Chateau

Montreal desde el mirador más icónico de la calle de la Gauchetière

El viento de Montreal tiene una forma muy particular de saludarnos apenas cruzamos la puerta del aeropuerto Trudeau. Es un frío seco que nos confirma nuestra llegada a la provincia de Quebec, donde el invierno es una celebración y no un simple pronóstico. Decidimos refugiarnos en el Montreal Marriott Chateau Champlain, una joya arquitectónica que los locales llaman con cariño el «rallador de queso».

Este apodo nace de sus ventanas en forma de medio punto que dominan el horizonte desde finales de los años sesenta. La estructura fue diseñada por Roger D’Astous para la Expo 67, buscando capturar la esencia vanguardista de la época. Al entrar, notamos que la reciente renovación de ciento cinco millones de dólares ha transformado el espacio en un santuario contemporáneo.

El arte de vivir entre arcos y nieve

Las habitaciones son una oda a la luz boreal que se filtra por los ventanales cóncavos. Los diseñadores de Sid Lee Architecture lograron que cada cuarto se sienta como un mirador privado hacia el Mont Royal. Nos instalamos con una vista que abarca desde la Plaza de la Catedral hasta los rascacielos que brillan con el hielo.

El mobiliario en tonos tierra y las texturas suaves contrastan con el blanco absoluto que cubre la ciudad allá afuera. Es curioso cómo un edificio de concreto puede transmitir tanta calidez una vez que cruzas el umbral de su lobby. Cada detalle arquitectónico rinde un homenaje sutil al río San Lorenzo que abraza a esta metrópoli bilingüe.

Banquetes alpinos en la terraza belvu

La verdadera magia ocurre cuando subimos a la Terrasse Belvu para vivir la experiencia Hors Piste. Este espacio se convierte en un club de esquí urbano donde el asfalto desaparece bajo el ambiente de montaña. Nos recibe el aroma de la raclette derretida y el sonido de las risas que desafían al termómetro bajo cero.

Aquí el invierno se disfruta con una manta sobre las piernas y un coctel de autor en la mano. Las estaciones de fogatas crean un círculo de convivencia donde extraños y amigos comparten historias de viajes pasados. Pedimos una tabla de embutidos locales que maridan perfecto con el chocolate caliente enriquecido con licores de la región.

Sabores que rescatan el alma viajera

Cenamos en el restaurante Lloyd, donde la cocina celebra la diversidad cultural que define a todo el este canadiense. Los platillos presentan una fusión técnica impecable que resalta los ingredientes de las granjas cercanas a Montreal. El servicio es impecable y conserva esa elegancia quebequense que siempre sabe a hospitalidad genuina y de primer nivel.

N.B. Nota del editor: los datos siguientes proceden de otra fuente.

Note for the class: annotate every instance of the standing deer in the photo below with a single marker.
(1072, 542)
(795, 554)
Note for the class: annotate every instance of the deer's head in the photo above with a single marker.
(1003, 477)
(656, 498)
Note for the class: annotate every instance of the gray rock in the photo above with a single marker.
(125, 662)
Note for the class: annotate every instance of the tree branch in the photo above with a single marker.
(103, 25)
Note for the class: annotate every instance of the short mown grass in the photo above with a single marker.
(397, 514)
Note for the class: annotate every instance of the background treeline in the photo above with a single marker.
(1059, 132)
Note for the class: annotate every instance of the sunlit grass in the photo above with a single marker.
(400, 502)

Mientras afuera la nieve sigue cayendo con parsimonia, nosotros brindamos por la audacia de los arquitectos que soñaron este lugar. El hotel se mantiene como un pilar de la identidad visual de la ciudad frente a la Plaza del Canadá. Es un destino que permite entender por qué Montreal vive con tanta intensidad cada una de sus estaciones.

Caminamos por los pasillos decorados con arte local que refleja la vibrante escena cultural de la provincia. Cada rincón del Marriott Chateau Champlain cuenta una historia de renovación y respeto por el legado histórico del edificio. Nos retiramos a descansar sabiendo que mañana la ciudad nos espera con más rincones por descubrir bajo su manto blanco.

La promesa de una ciudad blanca

Salir de este santuario, es apenas el primer paso para aceptar el verdadero reto de Montreal. Si la hospitalidad del «Chateau» nos trató con tanta suavidad, lo que aguarda afuera es la verdadera recompensa para el viajero inquieto. Ya nos urge perdernos en la inmensidad de la ciudad subterránea o buscar el mejor bagel caliente en el barrio de Mile End.

La ciudad nos espera con la pista de hielo del Vieux-Port brillando bajo las luces nocturnas y el encanto de la Rue Saint-Paul. Nos morimos de ganas por subir al mirador del Mont-Royal y ver cómo la urbe se rinde ante el invierno. Montreal vestida de blanco es un parque de diversiones inagotable y nuestra aventura ártica apenas acaba de comenzar.